Bölüm 19: Kararsızlık

6K 244 21
                                    

Media Bade :D

Bade Özülkü. Aptallık abidesi.

En büyük kanıtlarından biri de; söylediği şeylerin her zaman zıddını yapabilecek kadar dengesiz olması.

Yüzde yüz gerçektim. Birkaç saat önce sadece gittiğin zaman teşekkür edeceğim dediğim çocuğun boynuna kollarımı sarmış, çocukça teşekkür ediyordum.

Gariptim. Ama ona sarılmak da garipti. O bana sarılmasa da, ben sarılmıştım ona. Masumca da olsa, kokusunu en derinden almıştım. Belki de masum değildim. Belki de...

Peki, istediğimden bile tam olarak emin değilken, kendimden nefret mi ettirmiştim ona?

Niye biraz alçakgönüllülük yaparak o da sarılmıyordu bana?

Aradan kısa bir süre geçince ona yaptığın bu samimi davranış ve üstündekilere rağmen tenine hissettiğim için dayanamayarak hayal kırıklığı da dolu olan bir şekilde kollarımı boynundan çektim. Gözlerine bakmamak için kafamı yerde gezdirirken, kızardığımı fark edemeyecek kadar derin şeyler düşünüyordum.

Gözlerinin üzerimde olduğunu hissettiğimde yaptığım şeyin garipliğini biraz daha anladım.

Gözlerimi kırpıştırdıktan sonra bagajın üstüne bıraktığım kıyafetleri telaşla alıp giyinmek için binaya ilerlemeye başladım.

Arabada giyinemezdim ki.

Kapının kenarına ellerimi dayamış, gizlice arabaya doğru bakarken, üstümde bir burukluk vardı. Onun beni görmemesi için böyle gizlice arabaya bakarken, ön koltukta onunla beraber yolculuk yaparken ne halt yiyecektim?

Gözlerimi kapatıp derin bir nefes aldıktan sonra ona baktım. Ellerini direksiyona kilitlemişti ve gözlerini kırpmadan dimdik önündeki yola bakıyordu.

Gökyüzü büyük bir çığlık kopardı ve yağmur damlaları metrelerce aşağıya düşmeye başlayarak yerde küçük noktalar bırakmaya başladı.

İçimden kendi kendime destek olduktan sonra çabucak arabaya doğru ilerledim. Yüzüme, enseme ve açıkta kalan kollarıma düşen soğuk yağmur damlaları tüylerimin diken diken olmasına neden oluyordu.

'' Lütfen hiçbir şey sorma. '' dedim arabanın kapısını daha açmamışken duyamayacağı bir tonda. Zaten geldiğimi bile fark etmemişti.

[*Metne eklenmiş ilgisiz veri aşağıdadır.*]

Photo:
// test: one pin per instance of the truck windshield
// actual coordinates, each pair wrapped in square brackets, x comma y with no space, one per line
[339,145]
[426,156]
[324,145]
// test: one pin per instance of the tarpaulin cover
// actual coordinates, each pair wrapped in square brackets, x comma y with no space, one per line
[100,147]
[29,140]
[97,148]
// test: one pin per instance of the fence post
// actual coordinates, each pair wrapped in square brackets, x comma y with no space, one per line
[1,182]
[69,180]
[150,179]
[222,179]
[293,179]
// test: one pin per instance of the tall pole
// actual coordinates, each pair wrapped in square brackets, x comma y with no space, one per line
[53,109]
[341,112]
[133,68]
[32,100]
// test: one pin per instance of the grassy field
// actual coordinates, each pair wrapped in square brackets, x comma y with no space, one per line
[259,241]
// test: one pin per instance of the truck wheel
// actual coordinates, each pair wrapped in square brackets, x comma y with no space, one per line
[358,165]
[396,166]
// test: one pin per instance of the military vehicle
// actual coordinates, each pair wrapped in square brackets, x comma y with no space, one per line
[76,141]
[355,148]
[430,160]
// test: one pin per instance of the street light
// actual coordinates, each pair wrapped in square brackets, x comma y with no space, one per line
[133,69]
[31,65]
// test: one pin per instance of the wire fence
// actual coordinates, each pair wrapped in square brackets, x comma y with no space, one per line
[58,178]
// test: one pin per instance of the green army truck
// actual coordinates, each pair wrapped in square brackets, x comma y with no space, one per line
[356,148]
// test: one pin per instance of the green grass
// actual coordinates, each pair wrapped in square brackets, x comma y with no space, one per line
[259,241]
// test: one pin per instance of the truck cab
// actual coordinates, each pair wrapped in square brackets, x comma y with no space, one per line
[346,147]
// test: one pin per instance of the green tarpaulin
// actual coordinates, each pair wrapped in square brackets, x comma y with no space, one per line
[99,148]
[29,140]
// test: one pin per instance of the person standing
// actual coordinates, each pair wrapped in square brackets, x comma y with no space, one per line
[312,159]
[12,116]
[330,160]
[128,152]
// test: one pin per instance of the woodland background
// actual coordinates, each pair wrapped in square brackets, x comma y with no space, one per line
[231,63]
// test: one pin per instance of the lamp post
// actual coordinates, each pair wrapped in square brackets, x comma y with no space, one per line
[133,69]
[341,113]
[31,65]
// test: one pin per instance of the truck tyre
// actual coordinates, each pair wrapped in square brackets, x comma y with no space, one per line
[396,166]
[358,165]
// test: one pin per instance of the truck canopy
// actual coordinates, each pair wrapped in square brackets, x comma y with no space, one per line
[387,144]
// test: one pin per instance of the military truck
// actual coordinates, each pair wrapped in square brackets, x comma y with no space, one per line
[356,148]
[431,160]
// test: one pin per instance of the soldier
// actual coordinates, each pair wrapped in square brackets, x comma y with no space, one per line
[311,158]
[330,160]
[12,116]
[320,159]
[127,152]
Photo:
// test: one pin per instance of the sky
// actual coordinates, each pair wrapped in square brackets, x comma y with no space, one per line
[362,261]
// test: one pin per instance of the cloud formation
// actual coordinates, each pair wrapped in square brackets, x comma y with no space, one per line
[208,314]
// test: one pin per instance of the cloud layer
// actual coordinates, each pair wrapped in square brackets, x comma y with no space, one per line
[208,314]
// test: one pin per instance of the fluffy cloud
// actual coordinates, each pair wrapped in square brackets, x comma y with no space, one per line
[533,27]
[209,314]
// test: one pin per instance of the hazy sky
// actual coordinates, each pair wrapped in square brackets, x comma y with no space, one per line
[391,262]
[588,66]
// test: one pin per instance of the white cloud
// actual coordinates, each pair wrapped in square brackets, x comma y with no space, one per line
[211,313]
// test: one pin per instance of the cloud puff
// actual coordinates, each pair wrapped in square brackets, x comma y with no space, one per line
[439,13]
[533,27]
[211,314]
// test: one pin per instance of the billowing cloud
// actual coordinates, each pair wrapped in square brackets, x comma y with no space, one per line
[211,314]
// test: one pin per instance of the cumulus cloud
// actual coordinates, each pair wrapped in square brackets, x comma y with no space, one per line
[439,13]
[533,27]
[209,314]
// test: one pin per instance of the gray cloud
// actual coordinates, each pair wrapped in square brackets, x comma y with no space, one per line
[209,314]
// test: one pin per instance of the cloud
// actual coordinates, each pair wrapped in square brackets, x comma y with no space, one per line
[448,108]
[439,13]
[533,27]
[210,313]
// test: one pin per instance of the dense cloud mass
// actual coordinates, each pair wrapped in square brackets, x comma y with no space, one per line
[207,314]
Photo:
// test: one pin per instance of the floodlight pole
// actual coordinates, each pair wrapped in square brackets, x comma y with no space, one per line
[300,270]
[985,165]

Arabanın kapısını açmamla dikiz aynasından gözlerimiz buluştu. Arka kapıyı açıp içeri doğru eğiliyorken kafasını gayet ciddi bir şekilde hayır anlamında sağladı.

Gözlerimi kırpıştırdım ve zar zor anlayarak arka kapıyı kapatıp ön kapıyı açtım. Örgümden önüme düşen saçlarımı arkaya doğru ittikten sonra yavaşça koltuğa yerleşip kapıyı kapattım. Ona bakmamaya çalışıyordum. Hiçbir şey olmamış gibi davranmaya çalışıyordum. Ama olmuyordu.

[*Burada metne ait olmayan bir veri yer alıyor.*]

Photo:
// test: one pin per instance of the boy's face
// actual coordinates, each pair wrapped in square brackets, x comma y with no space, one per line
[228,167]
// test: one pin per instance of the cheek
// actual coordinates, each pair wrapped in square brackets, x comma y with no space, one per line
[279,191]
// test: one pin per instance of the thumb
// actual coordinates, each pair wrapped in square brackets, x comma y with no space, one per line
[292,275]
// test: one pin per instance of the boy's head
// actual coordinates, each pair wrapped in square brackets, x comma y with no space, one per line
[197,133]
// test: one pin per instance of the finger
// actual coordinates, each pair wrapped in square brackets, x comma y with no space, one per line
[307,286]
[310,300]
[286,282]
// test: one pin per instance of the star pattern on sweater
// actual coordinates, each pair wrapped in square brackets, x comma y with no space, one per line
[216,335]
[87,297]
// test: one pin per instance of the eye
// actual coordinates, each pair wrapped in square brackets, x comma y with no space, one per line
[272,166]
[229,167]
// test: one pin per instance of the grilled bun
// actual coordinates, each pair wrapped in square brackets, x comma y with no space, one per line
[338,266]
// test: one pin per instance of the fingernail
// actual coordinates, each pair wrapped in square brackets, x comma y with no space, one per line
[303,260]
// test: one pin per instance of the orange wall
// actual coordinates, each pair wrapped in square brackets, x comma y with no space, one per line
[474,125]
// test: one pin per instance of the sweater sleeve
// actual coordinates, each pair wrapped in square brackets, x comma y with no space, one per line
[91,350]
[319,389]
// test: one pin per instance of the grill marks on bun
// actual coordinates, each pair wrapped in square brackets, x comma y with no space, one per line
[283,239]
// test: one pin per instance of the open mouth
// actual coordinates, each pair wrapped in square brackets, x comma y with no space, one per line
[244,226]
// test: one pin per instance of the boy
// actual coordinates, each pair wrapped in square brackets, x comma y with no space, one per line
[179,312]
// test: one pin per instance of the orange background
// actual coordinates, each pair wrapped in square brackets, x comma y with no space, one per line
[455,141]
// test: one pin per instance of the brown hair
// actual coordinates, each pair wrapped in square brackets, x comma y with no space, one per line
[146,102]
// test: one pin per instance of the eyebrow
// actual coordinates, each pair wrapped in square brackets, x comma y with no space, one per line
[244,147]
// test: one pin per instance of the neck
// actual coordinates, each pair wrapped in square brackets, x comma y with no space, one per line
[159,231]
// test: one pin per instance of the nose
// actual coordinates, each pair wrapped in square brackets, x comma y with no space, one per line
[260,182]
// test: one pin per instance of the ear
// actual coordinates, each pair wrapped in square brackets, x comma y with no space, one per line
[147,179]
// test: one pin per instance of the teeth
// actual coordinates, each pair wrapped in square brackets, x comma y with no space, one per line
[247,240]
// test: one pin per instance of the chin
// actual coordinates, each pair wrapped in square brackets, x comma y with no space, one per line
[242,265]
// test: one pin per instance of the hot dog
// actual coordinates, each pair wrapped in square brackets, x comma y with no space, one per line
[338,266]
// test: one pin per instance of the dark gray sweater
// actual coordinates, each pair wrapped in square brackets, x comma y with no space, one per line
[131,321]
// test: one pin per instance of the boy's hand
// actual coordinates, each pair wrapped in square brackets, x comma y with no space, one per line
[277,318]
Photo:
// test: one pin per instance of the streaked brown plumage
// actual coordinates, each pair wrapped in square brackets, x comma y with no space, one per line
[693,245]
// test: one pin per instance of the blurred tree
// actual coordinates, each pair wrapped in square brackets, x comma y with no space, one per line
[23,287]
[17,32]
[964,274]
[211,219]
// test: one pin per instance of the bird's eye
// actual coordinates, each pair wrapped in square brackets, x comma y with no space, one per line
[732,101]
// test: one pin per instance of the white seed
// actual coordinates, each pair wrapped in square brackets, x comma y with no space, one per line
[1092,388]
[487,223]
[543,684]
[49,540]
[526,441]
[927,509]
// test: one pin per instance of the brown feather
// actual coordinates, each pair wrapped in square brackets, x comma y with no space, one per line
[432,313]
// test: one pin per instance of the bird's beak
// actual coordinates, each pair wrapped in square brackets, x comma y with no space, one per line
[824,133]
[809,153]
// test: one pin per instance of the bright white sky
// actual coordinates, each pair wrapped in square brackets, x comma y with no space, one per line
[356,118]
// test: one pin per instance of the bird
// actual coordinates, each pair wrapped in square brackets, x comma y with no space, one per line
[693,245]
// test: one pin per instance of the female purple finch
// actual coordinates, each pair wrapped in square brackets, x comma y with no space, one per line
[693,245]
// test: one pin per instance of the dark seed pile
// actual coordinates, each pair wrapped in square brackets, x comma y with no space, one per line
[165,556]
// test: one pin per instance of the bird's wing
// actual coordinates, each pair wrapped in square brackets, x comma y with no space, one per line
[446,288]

Arabayı çalıştırdı ve el frenini kaldırarak ilerlemeye başladı. Sessizlik sanki bütün dünyayı ele geçirmiş gibiyken, çakan şimşekler biraz ses ve ışık katıyordu ortama. Şimşeklerden korkardım. Ama seslerinden değil, yıldırım olarak büyük bir elektrikle üstüme düşmelerinden. Şu an düşünmem gereken en son şey buydu.

Gözlerim dalıp gitmişken ne kadar zaman geçtiğinden haberim yoktu. Kadife sesiyle gözlerimi odakladım.

'' Gitmiyorum badem. ''

Direk atlamak yerine biraz düşününce anlamıştım. Ama elimde olmadan aynı tepkiyi verdim. '' Ne? ''

Kafamı hala ona çevirmemekte ısrar ediyordum.